In the next scene, the stage directions explain to the audience that Abbie and Cabot are in their room, and Eben is in his room. It is significant all three characters are visible, and Abbie and Eben are shown in parallel, separated by a wall. It is symbolic of how Abbie must appease Cabot as his wife while also being attracted to Eben. She walks a fine line between them, constantly going back and forth. While Cabot speaks, Abbie is indifferent to him, paying attention only to Eben's movements in the next room. Cabot's monologue illustrates further his connection to God and his firm belief that God and life are hard and that taking any easy way out is wrong. His connection to the farm and pride in it comes from his resignation that he was meant to live and work hard on this farm rather than go West, where life was easier.
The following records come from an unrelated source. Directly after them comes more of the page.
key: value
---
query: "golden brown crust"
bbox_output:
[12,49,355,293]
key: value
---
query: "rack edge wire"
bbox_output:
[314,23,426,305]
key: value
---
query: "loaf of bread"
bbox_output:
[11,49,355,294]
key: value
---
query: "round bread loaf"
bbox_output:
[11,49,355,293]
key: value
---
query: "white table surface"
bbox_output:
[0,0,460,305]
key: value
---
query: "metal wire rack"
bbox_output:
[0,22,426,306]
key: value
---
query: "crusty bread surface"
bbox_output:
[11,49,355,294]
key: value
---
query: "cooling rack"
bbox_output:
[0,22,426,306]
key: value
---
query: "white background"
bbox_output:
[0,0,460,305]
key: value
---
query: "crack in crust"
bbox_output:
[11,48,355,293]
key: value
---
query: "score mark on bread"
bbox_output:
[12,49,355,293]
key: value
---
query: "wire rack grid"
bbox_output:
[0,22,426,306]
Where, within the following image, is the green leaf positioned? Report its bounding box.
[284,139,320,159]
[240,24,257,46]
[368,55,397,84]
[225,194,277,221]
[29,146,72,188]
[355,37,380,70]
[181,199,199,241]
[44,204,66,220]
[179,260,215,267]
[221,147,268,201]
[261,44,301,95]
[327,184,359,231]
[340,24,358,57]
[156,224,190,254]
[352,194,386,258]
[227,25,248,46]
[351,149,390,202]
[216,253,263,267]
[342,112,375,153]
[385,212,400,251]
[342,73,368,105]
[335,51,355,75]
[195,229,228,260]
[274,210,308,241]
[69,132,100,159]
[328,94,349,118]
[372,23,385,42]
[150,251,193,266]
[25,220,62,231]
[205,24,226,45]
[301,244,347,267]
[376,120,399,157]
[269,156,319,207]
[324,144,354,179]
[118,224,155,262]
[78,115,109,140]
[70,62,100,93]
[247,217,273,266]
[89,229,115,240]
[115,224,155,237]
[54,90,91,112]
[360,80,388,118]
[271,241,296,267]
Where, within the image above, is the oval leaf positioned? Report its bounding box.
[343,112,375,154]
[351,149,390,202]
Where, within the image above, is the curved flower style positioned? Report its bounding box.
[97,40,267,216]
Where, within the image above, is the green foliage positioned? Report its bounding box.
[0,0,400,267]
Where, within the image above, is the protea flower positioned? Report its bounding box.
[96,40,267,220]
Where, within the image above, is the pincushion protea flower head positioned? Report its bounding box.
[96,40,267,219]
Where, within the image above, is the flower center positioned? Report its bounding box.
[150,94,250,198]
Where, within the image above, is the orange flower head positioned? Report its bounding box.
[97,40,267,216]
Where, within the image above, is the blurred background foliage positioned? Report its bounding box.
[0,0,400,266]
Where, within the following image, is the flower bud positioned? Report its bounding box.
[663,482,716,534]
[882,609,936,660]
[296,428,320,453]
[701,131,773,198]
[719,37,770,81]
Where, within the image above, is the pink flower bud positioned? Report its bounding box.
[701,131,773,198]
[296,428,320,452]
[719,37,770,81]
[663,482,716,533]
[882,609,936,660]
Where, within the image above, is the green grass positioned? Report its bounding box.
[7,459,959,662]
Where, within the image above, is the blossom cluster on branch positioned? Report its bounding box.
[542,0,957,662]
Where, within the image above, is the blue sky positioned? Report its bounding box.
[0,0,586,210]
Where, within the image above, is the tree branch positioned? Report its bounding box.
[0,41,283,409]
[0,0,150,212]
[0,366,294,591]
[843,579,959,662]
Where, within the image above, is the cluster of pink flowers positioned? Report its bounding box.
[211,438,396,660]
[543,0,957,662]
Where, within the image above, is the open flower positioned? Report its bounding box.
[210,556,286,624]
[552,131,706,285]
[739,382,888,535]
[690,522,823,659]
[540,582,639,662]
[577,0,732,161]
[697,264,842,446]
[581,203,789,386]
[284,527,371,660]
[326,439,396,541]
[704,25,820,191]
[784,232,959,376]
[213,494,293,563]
He also shows his lack of connection to his previous wives and continues to insist that no one understands him, once again ignoring the obvious parallels between himself and Eben that might grant him some measure of connection.  

Cabot's self-centered nature and his coveting of the farm are on display in this speech, as he frequently states how the farm was his, and he often was more lonesome with his wives than without them. The pattern that Cabot creates is a self-defeating one. He marries women, is unsatisfied with them, and when they die, he's glad to have the farm to himself. He does not seem to realize the irony in his feeling less lonely without a wife while still insisting on marrying more than once. He seems to always hope for a wife to understand him and a son to be like him, but he does not see the pattern in his own actions and personality that make those ideas impossible.  

Cabot leaves to sleep in the barn, again demonstrating his inability to make meaningful connections with people. When Abbie finally enters his room, literally crossing the line marking the wall between their rooms, their actions mirror how they’ve been interacting up until this point, passionate and conflicted in their attraction. Abbie tries to convince him that he wants her but he remains defiant in resistance until she says she will meet him in the parlor. Eben’s distress that the parlor hasn’t been opened since his mother died demonstrates that he thinks of the room like a coffin, keeping the spirit of his mother buried within the house itself. By suggesting that the parlor might be used in the way it was meant to be, as a room where others could visit and be entertained, Abbie shifts the dynamics of the relationship, opening Eben to another way of living, even as he dresses to go downstairs as if he’s attending a funeral.